What expanded wasn't a population of people that took over everything, however, but a population of "representations", or "memes", or "traits" (or however you want to label these things). A human population is necessary for these things to spread - they are just bits of information encoded in individual human brains, after all - but that population doesn't have to have been one that replaced others wherever it went and displayed absolute, or even majority, genetic continuity with the speakers of the proto-language - or, to extend the reasoning, the original users of the particular technology.***
It is important to remember that language, and other things of that nature, can only indicate a historical relationship of some kind, but not necessarily what the nature of the relationship is. It tell us that people met and spoke and had a relationship of sufficient duration and impact to leave linguistic evidence. But, simply, the fact that you speak English, or that you pass English onto your children, does not mean that you are the genetic descendent of Anglo-Saxon warriors, and speaking an Indo-European language doesn't make you Aryan.
* There are several non-Indo-European languages attested in Europe, including Basque, the Iberian languages (spoken before the mass arrival of Celts or Celtic culture), Etruscan, Finnish, Hungarian, Mordvin, and others.
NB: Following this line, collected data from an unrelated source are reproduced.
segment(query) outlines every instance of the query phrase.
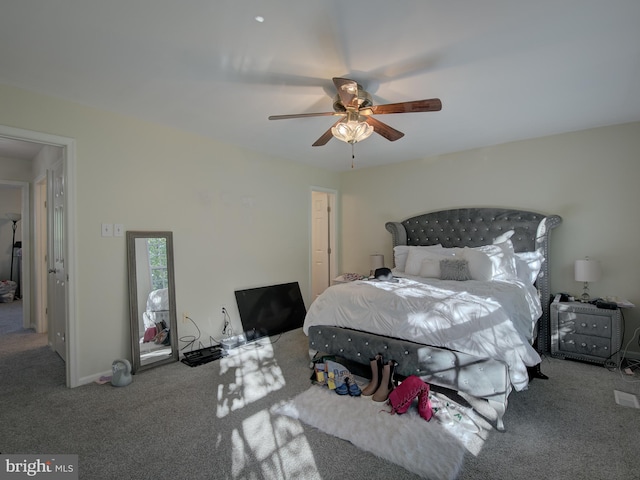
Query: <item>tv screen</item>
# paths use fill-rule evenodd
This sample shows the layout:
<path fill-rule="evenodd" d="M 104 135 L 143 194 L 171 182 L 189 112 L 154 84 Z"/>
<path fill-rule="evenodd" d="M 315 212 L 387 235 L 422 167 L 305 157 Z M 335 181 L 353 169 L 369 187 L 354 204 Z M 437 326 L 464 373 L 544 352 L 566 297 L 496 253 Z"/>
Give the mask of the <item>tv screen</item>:
<path fill-rule="evenodd" d="M 298 282 L 236 290 L 247 341 L 302 327 L 307 309 Z"/>

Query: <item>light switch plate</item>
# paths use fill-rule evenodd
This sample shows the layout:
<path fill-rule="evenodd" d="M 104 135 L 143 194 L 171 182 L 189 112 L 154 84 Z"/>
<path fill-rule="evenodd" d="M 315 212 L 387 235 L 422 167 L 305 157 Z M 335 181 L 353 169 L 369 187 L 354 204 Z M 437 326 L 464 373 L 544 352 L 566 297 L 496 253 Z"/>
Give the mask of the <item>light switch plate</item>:
<path fill-rule="evenodd" d="M 103 223 L 102 224 L 102 236 L 103 237 L 113 237 L 113 223 Z"/>
<path fill-rule="evenodd" d="M 113 224 L 113 236 L 124 237 L 124 225 L 122 223 Z"/>

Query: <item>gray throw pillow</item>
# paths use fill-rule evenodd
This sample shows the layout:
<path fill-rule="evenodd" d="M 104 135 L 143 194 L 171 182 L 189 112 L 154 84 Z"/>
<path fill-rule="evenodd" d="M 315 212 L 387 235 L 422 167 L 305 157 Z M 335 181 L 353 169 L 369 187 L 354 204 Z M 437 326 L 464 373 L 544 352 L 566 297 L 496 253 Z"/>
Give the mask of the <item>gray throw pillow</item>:
<path fill-rule="evenodd" d="M 457 258 L 440 260 L 440 279 L 457 281 L 471 280 L 469 262 Z"/>

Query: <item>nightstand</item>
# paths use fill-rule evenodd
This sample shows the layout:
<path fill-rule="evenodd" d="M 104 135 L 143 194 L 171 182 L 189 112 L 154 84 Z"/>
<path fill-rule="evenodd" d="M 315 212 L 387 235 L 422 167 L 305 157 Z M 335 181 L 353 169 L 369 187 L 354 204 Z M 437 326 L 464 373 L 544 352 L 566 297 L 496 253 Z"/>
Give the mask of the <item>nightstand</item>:
<path fill-rule="evenodd" d="M 620 309 L 590 303 L 551 304 L 551 356 L 604 364 L 620 361 Z"/>

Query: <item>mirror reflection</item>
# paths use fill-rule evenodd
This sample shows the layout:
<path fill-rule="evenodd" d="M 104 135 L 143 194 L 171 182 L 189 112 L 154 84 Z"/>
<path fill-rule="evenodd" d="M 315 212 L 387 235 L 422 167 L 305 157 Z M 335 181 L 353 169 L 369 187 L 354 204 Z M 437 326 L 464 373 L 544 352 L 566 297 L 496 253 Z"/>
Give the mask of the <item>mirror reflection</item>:
<path fill-rule="evenodd" d="M 178 360 L 173 236 L 127 232 L 133 373 Z"/>

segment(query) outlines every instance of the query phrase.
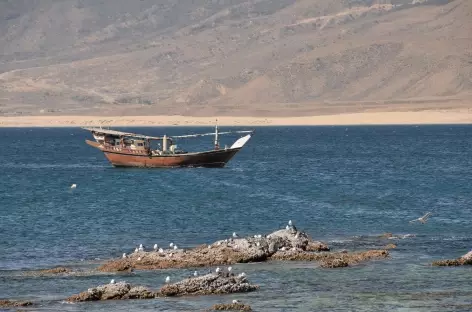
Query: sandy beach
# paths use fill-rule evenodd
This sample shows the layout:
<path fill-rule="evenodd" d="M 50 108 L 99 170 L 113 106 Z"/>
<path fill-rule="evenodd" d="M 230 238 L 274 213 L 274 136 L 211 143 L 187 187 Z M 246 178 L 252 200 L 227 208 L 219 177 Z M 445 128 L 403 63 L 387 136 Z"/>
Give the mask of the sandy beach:
<path fill-rule="evenodd" d="M 22 116 L 0 117 L 0 127 L 82 126 L 302 126 L 470 124 L 470 109 L 418 112 L 363 112 L 302 117 L 190 117 L 190 116 Z"/>

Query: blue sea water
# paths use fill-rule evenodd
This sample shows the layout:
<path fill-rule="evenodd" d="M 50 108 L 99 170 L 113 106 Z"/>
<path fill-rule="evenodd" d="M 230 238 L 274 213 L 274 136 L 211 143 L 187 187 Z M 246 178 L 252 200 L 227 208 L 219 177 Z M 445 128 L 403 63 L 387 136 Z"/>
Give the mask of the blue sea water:
<path fill-rule="evenodd" d="M 0 137 L 0 299 L 33 300 L 34 311 L 201 311 L 235 298 L 255 311 L 472 310 L 472 267 L 430 266 L 472 249 L 472 126 L 260 127 L 222 169 L 113 168 L 78 128 L 0 128 Z M 178 144 L 199 150 L 212 138 Z M 428 223 L 408 222 L 427 211 Z M 159 288 L 165 276 L 193 270 L 24 274 L 92 268 L 140 243 L 192 247 L 234 231 L 264 234 L 289 219 L 333 250 L 398 246 L 388 260 L 343 269 L 236 265 L 261 288 L 229 296 L 65 304 L 111 278 Z M 376 238 L 384 232 L 412 235 Z"/>

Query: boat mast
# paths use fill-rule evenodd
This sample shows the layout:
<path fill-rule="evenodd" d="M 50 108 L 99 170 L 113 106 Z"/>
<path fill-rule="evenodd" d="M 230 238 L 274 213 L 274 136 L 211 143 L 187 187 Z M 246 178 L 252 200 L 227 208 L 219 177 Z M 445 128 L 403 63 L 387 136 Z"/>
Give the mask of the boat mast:
<path fill-rule="evenodd" d="M 218 119 L 216 119 L 216 125 L 215 125 L 215 150 L 220 149 L 220 146 L 218 144 Z"/>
But most of Europe speaks an Indo-European language, as does about half of the world's population. In India the languages of the southern cone are Dravidian language, unrelated to Indo-European and likely indigenous to the subcontinent. The situation in the Caucasus and Greater Persia is more complicated due to Turkic migrations and the survival of some non-Indo-European language families.
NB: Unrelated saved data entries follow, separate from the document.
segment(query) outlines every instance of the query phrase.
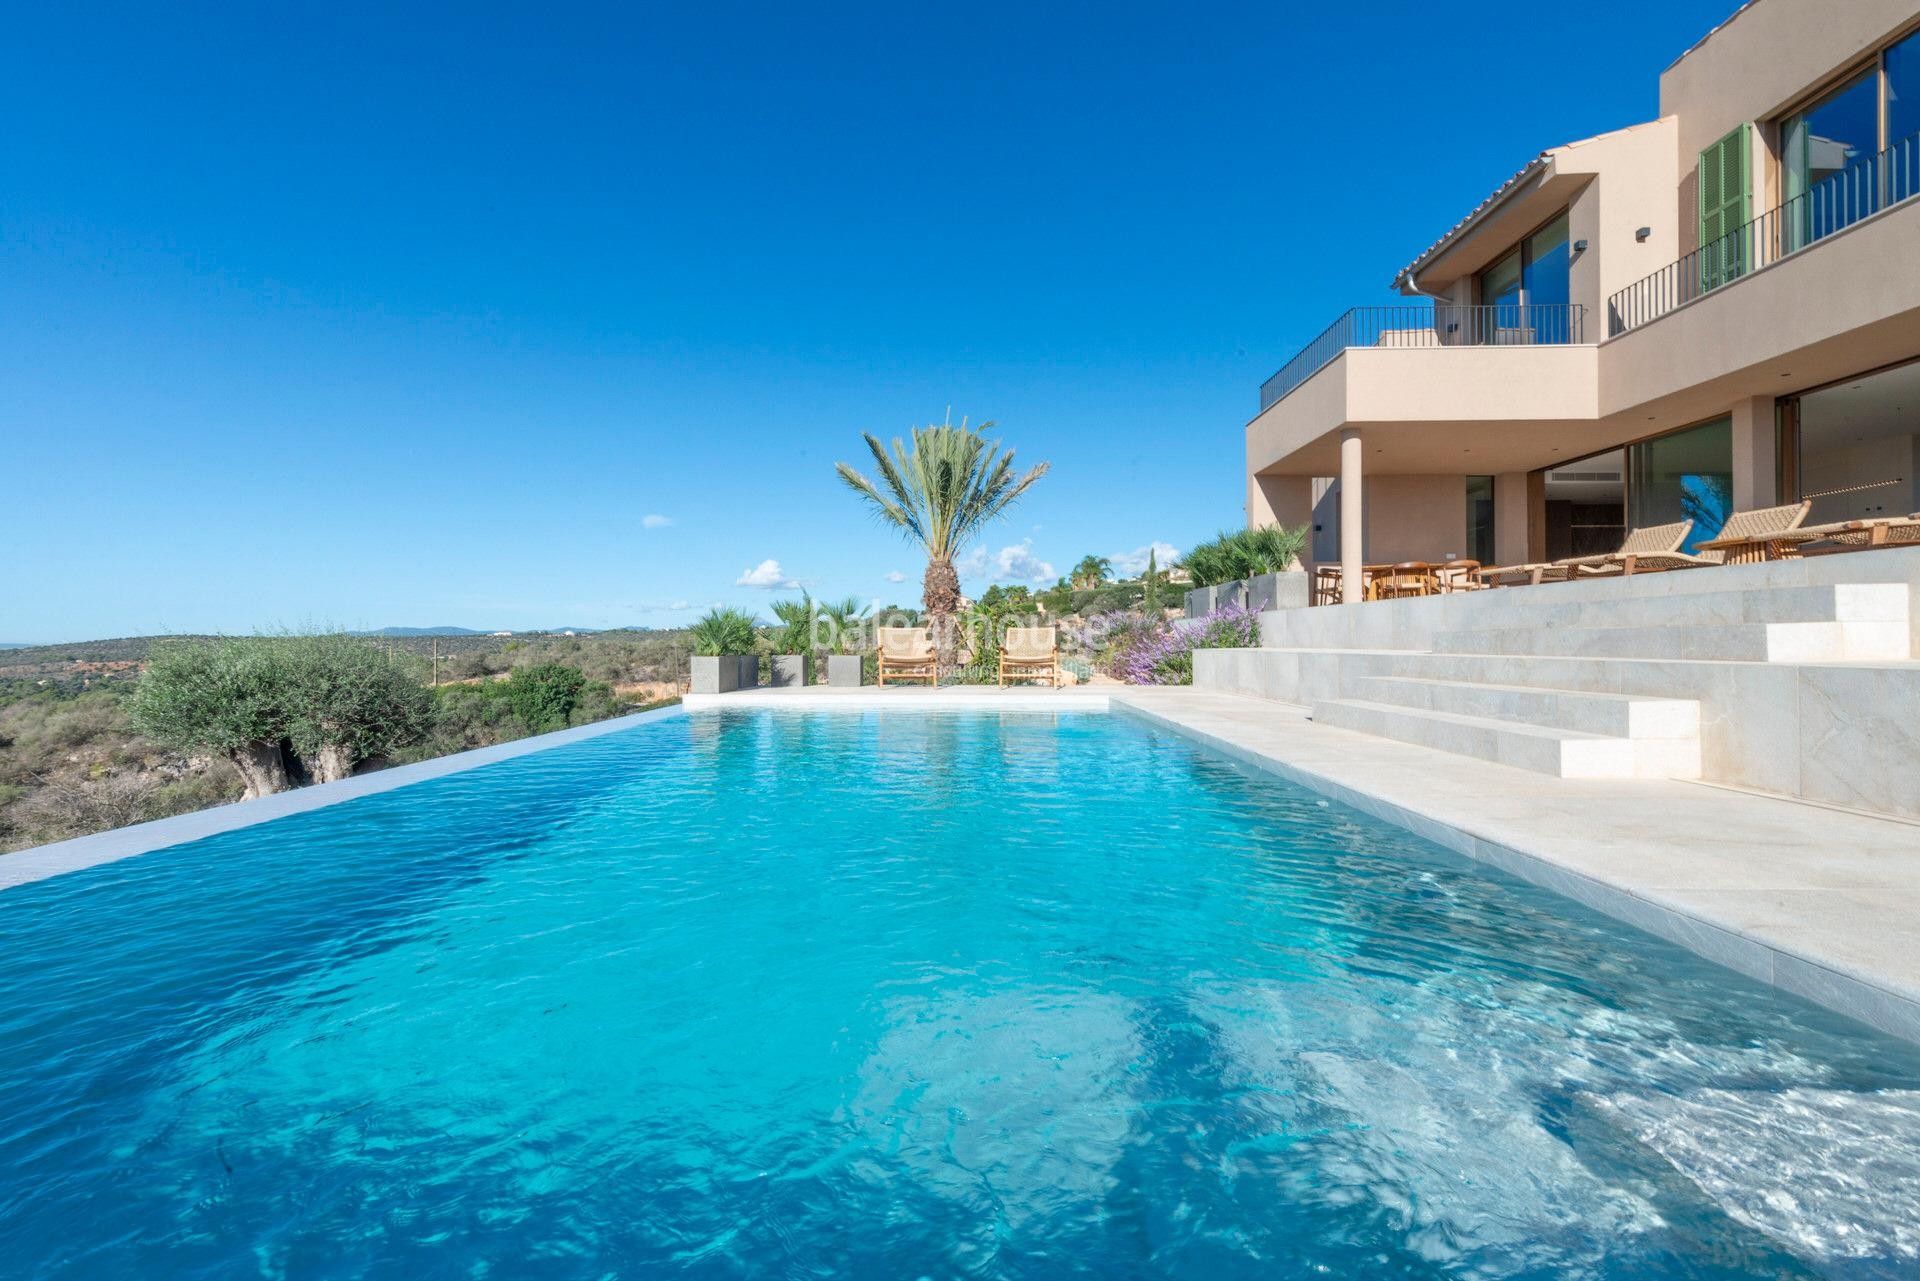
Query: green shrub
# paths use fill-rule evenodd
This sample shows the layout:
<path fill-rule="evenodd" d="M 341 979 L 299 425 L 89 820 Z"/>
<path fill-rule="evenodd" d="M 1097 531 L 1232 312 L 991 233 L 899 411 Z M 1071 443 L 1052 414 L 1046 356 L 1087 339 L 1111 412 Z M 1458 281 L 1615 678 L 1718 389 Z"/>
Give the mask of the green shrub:
<path fill-rule="evenodd" d="M 521 723 L 535 734 L 544 734 L 572 722 L 586 685 L 586 676 L 576 667 L 541 663 L 520 668 L 501 689 Z"/>
<path fill-rule="evenodd" d="M 753 615 L 737 609 L 711 609 L 687 629 L 693 652 L 703 658 L 753 653 Z"/>
<path fill-rule="evenodd" d="M 1180 565 L 1196 587 L 1215 587 L 1259 574 L 1277 574 L 1291 565 L 1307 545 L 1307 529 L 1262 525 L 1256 529 L 1222 531 L 1217 538 L 1190 549 Z"/>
** Racial terms are controversial and fuzzy at best, but the genetic evidence does point to a small population of fair-skinned invaders mixing with a large population of dark-skinned native people in northwest India - who seem to have had a developed and intricate social life themselves, based on evidence from the cities of the ancient Harappan civilization, which was pre-Indo-Aryan.
*** There are some indications of loanwords in proto-Indo-European, even. The PIE word for sun, *sóh₂wl̥, appears to come from an expression including the word "lamp" ("lamp of *Dyeus", *Dyeus being the hypothesised sky-father deity [ie, Zeus, Diuspiter, etc], is the phrase M. L. West plumps for), and the word doesn't seem to obey the usual rules of PIE derivation. West says, "...as a lamp is an item of material culture, we must reckon with the possibility that the old Indo-European word was originally a loan from another language. That might explain its unusual morphology."